Iramaku terhenti, mungkin memang sifat dasarku yang terlalu banyak menyimpulkan sendiri tanpa mau bertanya kepada lawan bicaranya. Asumsi memang belum tentu salah, tapi dia pun tidak 100% benar, tak mau menyebut diri sendiri dengan sebutan "pecundang" tetapi belum ada kata lain yang bisa  menggambarkan lebih baik. Cih, nyaliku cuma separuh!

Doa terpanjang tetap ditujukan kepada diri sendiri. Aku ingin  jendela cakrawalaku tetap meluas meski hanya satu langkah kecil yang mungkin masih samar. Ketika nanti di hari baik lainnya, pada saat aku tersadar bahwa langkahku telah lebih dari separuh, mungkin akan ada ucapan terima kasih untuk hari ini. Apapun yang sedang kita jalani sekarang, aku yakin kita semua sedang melatih diri  untuk tetap tegap di pijakan masing-masing.

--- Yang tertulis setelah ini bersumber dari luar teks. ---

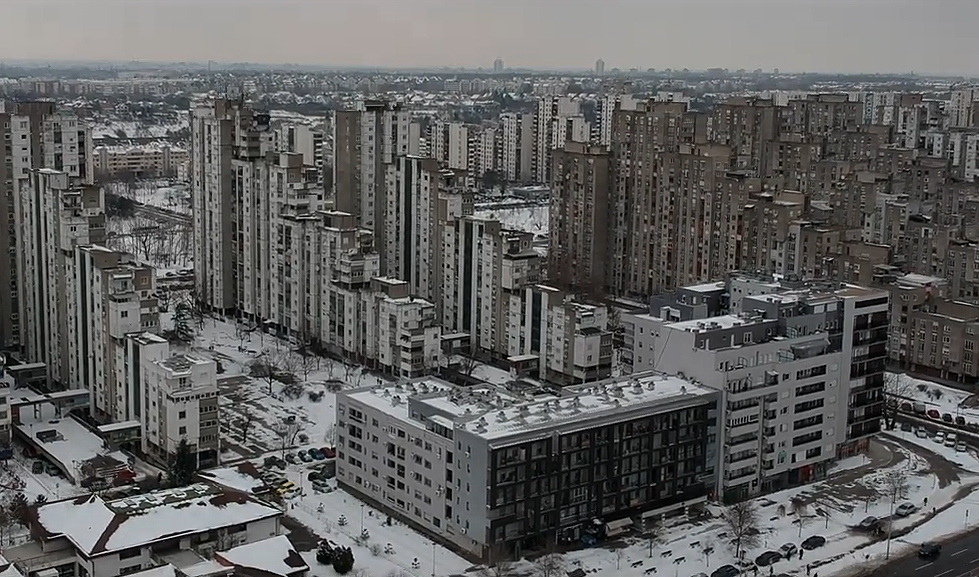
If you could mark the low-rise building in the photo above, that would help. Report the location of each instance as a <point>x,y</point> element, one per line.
<point>800,370</point>
<point>496,473</point>
<point>90,536</point>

Beberapa orang tengah berkumpul di depan rumah, dari mulai Nenek, Bude, Om dan sampai para tetangga, mereka sedang bergumam, berlomba siapa  yang paling mengenal sosok yang ada di dalam keranda itu, menyayangkan kepergian dari seorang ayah untuk anaknya yang saat itu masih berumur enam tahun.

Masing-masing orang dewasa lainnya, tengah sibuk menyeka air matanya sendiri. Ibu sedang sibuk dengan rasa kecewanya terhadap takdir, kakak juga waktu itu masih tumbang tidak kunjung bisa berdiri menopang beban hidup yang tentunya akan semakin berat. Hari itu, semuanya seolah runtuh.

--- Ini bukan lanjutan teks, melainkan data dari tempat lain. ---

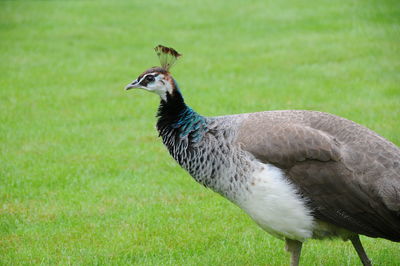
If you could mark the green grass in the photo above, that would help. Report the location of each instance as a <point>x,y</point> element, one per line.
<point>84,178</point>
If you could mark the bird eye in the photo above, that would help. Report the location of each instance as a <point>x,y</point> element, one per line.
<point>150,78</point>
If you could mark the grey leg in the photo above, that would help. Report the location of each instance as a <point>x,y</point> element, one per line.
<point>355,240</point>
<point>294,247</point>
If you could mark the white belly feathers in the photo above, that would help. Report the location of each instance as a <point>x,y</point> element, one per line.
<point>275,205</point>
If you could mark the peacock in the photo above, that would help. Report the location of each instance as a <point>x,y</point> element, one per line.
<point>298,174</point>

Aku masih di kamar ini, masih mengamati dari jendela dan mencari tau apa yang sebenarnya sedang terjadi. Aku waktu itu tak berharap banyak, aku hanya ingin semua orang ini pulang segera. Rasa kantuk yang masih tersisa sedari subuh tadi karna semalam aku menginap di tempat saudara, lalu pagi sekali aku dibangunkan oleh saudaraku. Ia menyampaikan berita kematian dari Bapak ku sendiri.

Aku dipanggil untuk menemani Ibu, banyak mata yang menatapku dengan tatapan yang sampai sekarang tak pernah mau lagi aku mengalaminya. Belum genap tiga hari dari hari ulang tahunnya, sekarang ia sudah menjadi anak yatim, kata mereka begitu. 

Tuhan baik sekali, di hari itu aku tidak dibiarkan menangis banyak. Aku hanya mulai menangis ketika tanah itu benar-benar menutupi kain kafan yang sedang Bapak pakai. Ku panggil namanya berkali-kali, tetapi tetap saja, harapanku terkubur jauh ke dalam bumi. 

Aku, sebagai anak dengan umur enam tahun kala itu tak gentar sama sekali. Pikirku, besok-besok atau mungkin nanti di hari lebaran Bapak akan pulang. Tepat, setelah aku dibawa ke rumah, aku sadar ternyata semenakutkan itu rasanya sepi. Tiap magrib, aku masih berharap pintu itu akan terketuk untuk kepulangannya, tetapi kosong tidak ada yang kembali. 

Ada beberapa hal yang hanya bisa dibagi dengan diri sendiri, suara lantang ku saat mengeluh adalah simbol bahwa kepala ku sedang tidak damai. Meski pun ada satu dan banyak hari, dimana barat hati semakin terlihat jelas, tapi kecewa dan segala temannya itu tentu selamanya akan selalu tumbuh.

Aku merasa menjadi orang yang paling aman sedunia ketika lebih percaya kepada diri sendiri dibandingkan kepada siapa pun. Meski pun kadang masih ada rasa yang belum "cukup", tetapi percaya saja bahwa apa yang digariskan untuk ku akan jadi bahan pelengkap dari ketidaksempurnaan hidup.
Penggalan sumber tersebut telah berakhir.